17. Brennan, as you’ll recall, is the former director of the Central Intelligence Agency under President Obama. He has been among a handful of former national security leaders visibly and loudly critical of President Donald Trump.
18. In the same week that social media platforms banned Alex Jones, the president revoked Brennan’s top secret security clearance. The move was largely meaningless. Brennan is retired.
19. But it was clearly an attempt by the president to punish speech, an attempt that could have a chilling effect among those presently working inside the federal government.
20. We should ask why. Why focus on Alex Jones, not John Brennan?
21. I think the answer is pretty clear. For free-speech warriors like Bill Maher, free speech really isn’t the point.
22. The real point is power and privilege, especially their power and privilege against attempts by those without either to use free speech to attain a measure of both.
23. Put another way: people with power and privilege don’t want to compete against people who don’t have power and privilege, because in competing they might lose on the merits. When you don’t want to compete, where do you turn?

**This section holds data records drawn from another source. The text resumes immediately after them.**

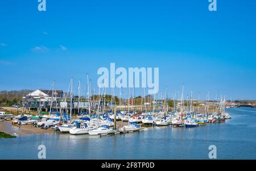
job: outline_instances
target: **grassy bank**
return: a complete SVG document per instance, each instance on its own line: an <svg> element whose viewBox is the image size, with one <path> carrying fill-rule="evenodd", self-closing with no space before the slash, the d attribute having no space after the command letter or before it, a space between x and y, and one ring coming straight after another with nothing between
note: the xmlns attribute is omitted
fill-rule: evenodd
<svg viewBox="0 0 256 171"><path fill-rule="evenodd" d="M11 135L6 134L3 132L0 132L0 138L13 138L16 137L15 136L12 136Z"/></svg>

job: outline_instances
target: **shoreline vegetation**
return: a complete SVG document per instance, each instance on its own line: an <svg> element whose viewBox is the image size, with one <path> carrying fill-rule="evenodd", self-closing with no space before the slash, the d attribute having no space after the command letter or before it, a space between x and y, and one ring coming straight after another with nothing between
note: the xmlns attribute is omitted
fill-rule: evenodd
<svg viewBox="0 0 256 171"><path fill-rule="evenodd" d="M8 139L8 138L15 138L15 137L16 137L16 136L11 135L10 134L5 133L3 132L0 132L0 138Z"/></svg>

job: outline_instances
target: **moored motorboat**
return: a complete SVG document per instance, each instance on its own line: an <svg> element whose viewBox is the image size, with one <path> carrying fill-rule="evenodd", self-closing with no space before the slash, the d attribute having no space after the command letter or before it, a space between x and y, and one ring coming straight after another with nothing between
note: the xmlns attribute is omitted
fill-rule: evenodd
<svg viewBox="0 0 256 171"><path fill-rule="evenodd" d="M169 120L164 119L157 120L156 121L155 123L158 126L168 126L171 124Z"/></svg>
<svg viewBox="0 0 256 171"><path fill-rule="evenodd" d="M133 116L130 118L129 123L141 123L142 118L141 116Z"/></svg>
<svg viewBox="0 0 256 171"><path fill-rule="evenodd" d="M187 128L193 128L197 127L199 124L192 120L187 120L185 122L185 125Z"/></svg>
<svg viewBox="0 0 256 171"><path fill-rule="evenodd" d="M82 135L89 134L89 131L98 128L96 126L88 126L85 123L81 124L80 127L73 127L69 130L69 133L72 135Z"/></svg>
<svg viewBox="0 0 256 171"><path fill-rule="evenodd" d="M142 128L140 126L137 125L136 123L133 123L124 126L121 129L121 130L123 131L137 131L143 129L143 128Z"/></svg>
<svg viewBox="0 0 256 171"><path fill-rule="evenodd" d="M102 126L96 130L89 131L88 133L90 135L100 135L101 134L114 134L114 131L109 129L108 126Z"/></svg>
<svg viewBox="0 0 256 171"><path fill-rule="evenodd" d="M142 119L142 122L144 124L153 124L154 123L154 120L153 118L149 116L144 119Z"/></svg>

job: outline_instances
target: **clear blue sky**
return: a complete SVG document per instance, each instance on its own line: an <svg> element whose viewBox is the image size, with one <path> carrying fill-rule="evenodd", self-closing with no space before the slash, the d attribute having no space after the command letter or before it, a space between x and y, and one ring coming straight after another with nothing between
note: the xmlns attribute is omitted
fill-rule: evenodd
<svg viewBox="0 0 256 171"><path fill-rule="evenodd" d="M159 67L160 89L256 99L256 1L0 2L0 90L94 86L100 67ZM139 90L138 90L139 91ZM116 94L118 94L117 91ZM138 94L138 93L137 93Z"/></svg>

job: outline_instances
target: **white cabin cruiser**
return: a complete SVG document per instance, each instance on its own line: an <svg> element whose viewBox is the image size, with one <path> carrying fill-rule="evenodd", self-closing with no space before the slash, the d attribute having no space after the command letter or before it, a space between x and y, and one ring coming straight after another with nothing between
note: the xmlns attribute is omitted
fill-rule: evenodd
<svg viewBox="0 0 256 171"><path fill-rule="evenodd" d="M113 130L109 129L107 126L102 126L101 127L90 131L88 132L90 135L100 135L101 134L114 134L114 131Z"/></svg>
<svg viewBox="0 0 256 171"><path fill-rule="evenodd" d="M131 124L126 126L124 126L121 128L122 131L137 131L144 130L143 128L142 128L141 126L136 124Z"/></svg>
<svg viewBox="0 0 256 171"><path fill-rule="evenodd" d="M88 126L86 123L81 123L80 127L73 127L69 130L72 135L82 135L89 134L89 131L98 128L96 126Z"/></svg>

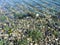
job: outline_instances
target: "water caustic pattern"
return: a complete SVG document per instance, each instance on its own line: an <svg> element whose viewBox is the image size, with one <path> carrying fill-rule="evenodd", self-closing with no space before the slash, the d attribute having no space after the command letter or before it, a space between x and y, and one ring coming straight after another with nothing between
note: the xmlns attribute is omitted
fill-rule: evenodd
<svg viewBox="0 0 60 45"><path fill-rule="evenodd" d="M60 45L60 1L0 0L0 45Z"/></svg>

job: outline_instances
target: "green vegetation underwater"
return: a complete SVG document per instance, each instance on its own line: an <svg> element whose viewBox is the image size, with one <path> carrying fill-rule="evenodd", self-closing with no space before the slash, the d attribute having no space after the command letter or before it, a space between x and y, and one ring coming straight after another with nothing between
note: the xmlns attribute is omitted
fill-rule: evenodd
<svg viewBox="0 0 60 45"><path fill-rule="evenodd" d="M60 0L0 0L0 45L60 45Z"/></svg>

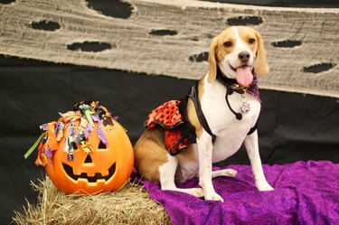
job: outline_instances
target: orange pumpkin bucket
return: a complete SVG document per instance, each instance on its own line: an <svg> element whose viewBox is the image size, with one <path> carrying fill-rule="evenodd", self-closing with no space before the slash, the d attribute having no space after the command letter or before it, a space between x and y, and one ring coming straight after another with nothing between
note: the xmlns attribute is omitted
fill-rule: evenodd
<svg viewBox="0 0 339 225"><path fill-rule="evenodd" d="M66 193L99 193L120 188L129 178L133 148L125 129L99 101L83 101L45 133L36 164ZM25 157L32 152L27 152Z"/></svg>

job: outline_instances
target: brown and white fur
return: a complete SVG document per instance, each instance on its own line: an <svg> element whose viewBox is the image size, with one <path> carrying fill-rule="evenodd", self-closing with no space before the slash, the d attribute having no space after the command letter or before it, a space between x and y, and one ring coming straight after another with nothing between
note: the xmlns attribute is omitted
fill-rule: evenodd
<svg viewBox="0 0 339 225"><path fill-rule="evenodd" d="M240 53L248 52L248 59L241 59ZM270 191L273 188L267 182L259 156L258 133L247 135L256 124L260 102L251 95L245 93L250 110L241 120L225 102L226 88L216 80L217 67L223 76L236 78L235 69L247 64L254 69L258 75L268 72L266 51L259 32L245 26L232 26L216 36L210 47L209 71L199 81L199 100L212 132L217 138L212 144L212 136L202 128L191 99L187 104L188 118L195 127L196 144L191 144L187 150L171 156L164 144L164 130L150 128L141 136L135 145L135 165L143 178L160 182L162 190L173 190L204 197L205 200L221 201L215 192L212 179L217 176L233 176L237 172L232 169L212 171L212 163L222 161L232 155L244 143L249 155L255 184L259 191ZM229 96L233 108L241 103L241 96L234 93ZM201 188L179 189L174 181L184 182L199 177Z"/></svg>

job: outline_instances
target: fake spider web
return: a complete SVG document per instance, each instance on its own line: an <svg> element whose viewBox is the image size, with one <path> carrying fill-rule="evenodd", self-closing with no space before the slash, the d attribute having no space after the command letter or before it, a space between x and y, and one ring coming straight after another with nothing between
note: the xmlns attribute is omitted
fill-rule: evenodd
<svg viewBox="0 0 339 225"><path fill-rule="evenodd" d="M249 24L261 33L268 53L270 72L260 88L339 97L339 9L119 4L127 14L108 16L85 0L0 4L0 53L198 80L207 71L212 38L229 25Z"/></svg>

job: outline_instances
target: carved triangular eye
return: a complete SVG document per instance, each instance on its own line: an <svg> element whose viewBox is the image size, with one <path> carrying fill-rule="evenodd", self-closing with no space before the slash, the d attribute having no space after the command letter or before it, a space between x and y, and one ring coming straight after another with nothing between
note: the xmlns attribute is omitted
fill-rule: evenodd
<svg viewBox="0 0 339 225"><path fill-rule="evenodd" d="M91 163L93 163L92 158L90 157L89 154L88 154L85 159L85 164L91 164Z"/></svg>
<svg viewBox="0 0 339 225"><path fill-rule="evenodd" d="M107 146L105 144L102 143L102 141L100 141L100 143L99 144L99 146L98 146L99 149L106 149Z"/></svg>

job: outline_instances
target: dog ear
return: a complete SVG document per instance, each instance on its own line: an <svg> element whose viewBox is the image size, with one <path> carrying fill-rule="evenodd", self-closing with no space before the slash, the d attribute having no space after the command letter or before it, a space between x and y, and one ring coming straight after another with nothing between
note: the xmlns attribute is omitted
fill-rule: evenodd
<svg viewBox="0 0 339 225"><path fill-rule="evenodd" d="M210 46L210 52L208 56L208 62L209 62L210 68L208 71L207 80L210 83L213 82L215 78L217 77L217 60L215 57L215 49L217 48L217 44L218 44L218 37L215 37Z"/></svg>
<svg viewBox="0 0 339 225"><path fill-rule="evenodd" d="M269 67L266 59L267 53L264 46L264 42L262 41L261 35L259 32L256 33L258 40L258 50L257 50L257 59L254 63L254 71L258 75L265 75L268 73Z"/></svg>

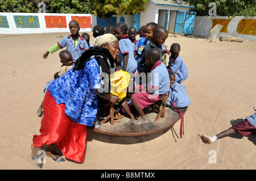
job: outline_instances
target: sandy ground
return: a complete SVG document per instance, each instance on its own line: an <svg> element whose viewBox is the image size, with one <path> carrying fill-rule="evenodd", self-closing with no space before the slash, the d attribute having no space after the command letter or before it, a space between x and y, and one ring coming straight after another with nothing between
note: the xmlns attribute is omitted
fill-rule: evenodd
<svg viewBox="0 0 256 181"><path fill-rule="evenodd" d="M40 169L30 157L32 136L40 126L36 111L46 83L61 65L57 52L47 60L43 54L68 34L0 35L1 169ZM189 71L184 84L192 104L183 138L180 121L142 136L89 131L84 163L57 163L47 157L42 169L255 169L255 136L235 134L207 144L200 135L217 134L255 112L256 42L205 40L170 35L166 41L168 47L180 44Z"/></svg>

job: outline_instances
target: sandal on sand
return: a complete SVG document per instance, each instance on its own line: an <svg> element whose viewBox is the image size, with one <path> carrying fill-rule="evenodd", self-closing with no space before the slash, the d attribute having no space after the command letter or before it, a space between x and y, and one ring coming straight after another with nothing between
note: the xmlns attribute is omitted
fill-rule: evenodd
<svg viewBox="0 0 256 181"><path fill-rule="evenodd" d="M118 112L118 113L117 113L115 114L115 115L114 116L114 119L118 120L118 119L122 119L122 118L123 118L123 117L125 117L125 116L122 115L121 113L119 113L119 112ZM116 122L119 122L119 121L116 121Z"/></svg>
<svg viewBox="0 0 256 181"><path fill-rule="evenodd" d="M114 122L120 122L121 121L121 118L118 119L114 119Z"/></svg>
<svg viewBox="0 0 256 181"><path fill-rule="evenodd" d="M52 159L57 162L65 162L66 161L61 155L59 155L56 158L52 158Z"/></svg>
<svg viewBox="0 0 256 181"><path fill-rule="evenodd" d="M34 146L34 146L34 145L32 144L31 145L31 150L33 149ZM42 167L43 167L43 163L39 163L38 162L38 158L36 158L35 157L33 157L32 155L31 155L31 159L38 167L42 169Z"/></svg>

24. To the courts, and the government.
25. Maher and others are, intentionally or not, part of a movement to turn free speech on its head. Where free speech once protected the powerless against the powerful, it’s being used now by the powerful to keep the powerless from attaining power.
26. “Once a defense of the powerless, the First Amendment over the last hundred years has mainly become a weapon of the powerful,” Catharine A. MacKinnon, a law professor at the University of Michigan, wrote in The Free Speech Century (forthcoming in Nov.).
27. MacKinnon: “Legally, what was, toward the beginning of the 20th century, a shield for radicals, artists and activists, socialists and pacifists, the excluded and the dispossessed,
28. MacKinnon: "has become a sword for authoritarians, racists and misogynists, Nazis and Klansmen, pornographers and corporations buying elections.”
29. So, yes. Liberals are supposed to be for free speech. But liberals are also supposed to defend individuals whose rights and freedom are threatened by those in power.